Rêver l’obscur, de Starhawk : pour un monde réenchanté

Rêver l'obscur, de Starhawk : pour un monde réenchanté

L’amour connecte, l’amour transforme. En aimant le monde pour ce qu’il est et pour notre vision de ce qu’il pourrait être, en aimant les créatures du monde (y compris nous-mêmes), en protégeant le torrent, en ramassant les ordures à nos pieds, nous pouvons transformer les choses. Nous pouvons nous réapproprier le pouvoir de donner forme à nous-mêmes et au monde autour de nous.

L’autre jour, cet essai était sur la table librairie du colloque sur les sorcières, et vu que je voulais le lire depuis longtemps, je l’ai bien évidemment acheté, d’autant que j’en avais besoin pour poursuivre mes recherches (on peut difficilement parler de sorcellerie aujourd’hui sans faire référence à Starhawk). Et comme nous entrons dans le portail énergétique de Samhain, c’est le jour idéal pour en parler.

Dans cet essai (paru en 1982 mais qui a dû attendre 2015 pour être traduit en français), Starhawk entend relier le spirituel (elle appartient au mouvement wicca dianique) et le politique. En fait, elle entend plus généralement relier, réunifier tout ce qui a été séparé par le patriarcat, et redonner au monde son immanence.
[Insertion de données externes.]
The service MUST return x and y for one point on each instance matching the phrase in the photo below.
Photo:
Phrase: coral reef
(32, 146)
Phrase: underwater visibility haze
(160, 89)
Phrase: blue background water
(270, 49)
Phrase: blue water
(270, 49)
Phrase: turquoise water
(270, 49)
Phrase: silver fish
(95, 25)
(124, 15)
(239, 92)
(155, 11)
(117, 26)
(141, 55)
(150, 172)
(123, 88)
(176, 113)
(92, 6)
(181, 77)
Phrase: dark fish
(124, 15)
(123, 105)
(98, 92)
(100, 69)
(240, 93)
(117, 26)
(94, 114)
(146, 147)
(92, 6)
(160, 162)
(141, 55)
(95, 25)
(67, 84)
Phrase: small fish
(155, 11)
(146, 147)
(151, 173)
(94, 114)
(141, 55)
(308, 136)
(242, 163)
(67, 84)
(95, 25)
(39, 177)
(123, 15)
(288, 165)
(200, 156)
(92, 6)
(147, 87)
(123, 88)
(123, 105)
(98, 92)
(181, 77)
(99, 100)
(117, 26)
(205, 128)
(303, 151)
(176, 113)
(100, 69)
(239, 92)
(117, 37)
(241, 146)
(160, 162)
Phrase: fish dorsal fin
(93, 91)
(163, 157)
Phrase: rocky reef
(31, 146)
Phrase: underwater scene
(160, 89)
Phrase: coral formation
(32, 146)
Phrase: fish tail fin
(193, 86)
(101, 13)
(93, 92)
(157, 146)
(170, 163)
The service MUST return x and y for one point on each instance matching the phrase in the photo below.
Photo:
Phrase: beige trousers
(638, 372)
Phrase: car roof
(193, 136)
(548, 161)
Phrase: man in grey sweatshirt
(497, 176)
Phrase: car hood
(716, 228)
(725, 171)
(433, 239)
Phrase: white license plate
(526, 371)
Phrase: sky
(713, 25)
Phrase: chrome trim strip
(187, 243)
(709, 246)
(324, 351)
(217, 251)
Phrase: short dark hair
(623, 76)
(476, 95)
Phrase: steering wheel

Pour cela, elle s’intéresse au « pouvoir du dedans« , au langage, à l’éthique de la magie (l’intégrité), à la magie comme volonté, au paysage de la culture, à l’importance du groupe (elle y consacre deux chapitres), au sexe, et à l’importance des rituels. L’essai comprend aussi un passionnant appendice sur la chasse aux sorcières et son contexte historique. Le tout est pris dans le contexte d’une action directe : l’opposition à la construction de la centrale nucléaire de Diablo Canyon.

Lorsque j’ai ouvert cet essai, je m’étais préparée à ne pas être d’accord avec tout, c’est le jeu dès qu’il est question de féminisme, et Starhawk elle-même anticipe ces désaccords. Et bien pas du tout : j’ai été d’accord avec tout, et cet essai rejoint globalement les idées et thèmes que j’ai développés ces derniers mois (ce qui explique que je ne l’ai pas lu avant : j’avais sans doute besoin de m’approprier ces « intuitions » avant de les lire chez d’autres).

Et notamment toutes les analyses concernant ce principe de division et de séparation, ce dualisme qui est la pire des plaies de notre système. Il s’agit donc de redonner toute la place à l’immanence, qui ne sépare pas l’homme ni du monde ni du divin. Et redonner sa place à la sexualité : pour Starhawk d’ailleurs (et c’est mon avis aussi) la répression de la sexualité, la séparation corps/esprit qui empêche de jouir pleinement du monde, de l’habiter érotiquement (nous y reviendrons : j’ai trop à dire sur le sujet pour ne pas y consacrer un article entier) est à l’origine de tous les maux.

Si la magie consiste à modifier les consciences, c’est ce que fait Starhawk avec cet essai que tout le monde devrait lire, car il propose vraiment des pistes pour un monde nouveau, réenchanté. Il y a quelques rituels, mais ce n’est pas un grimoire : c’est un puissant outil de réflexion, qui nous invite aussi à entrer en action. Et un de mes objectifs désormais sera de participer à une spiral dance !

Rêver l’obscur. Femmes, magie et politique.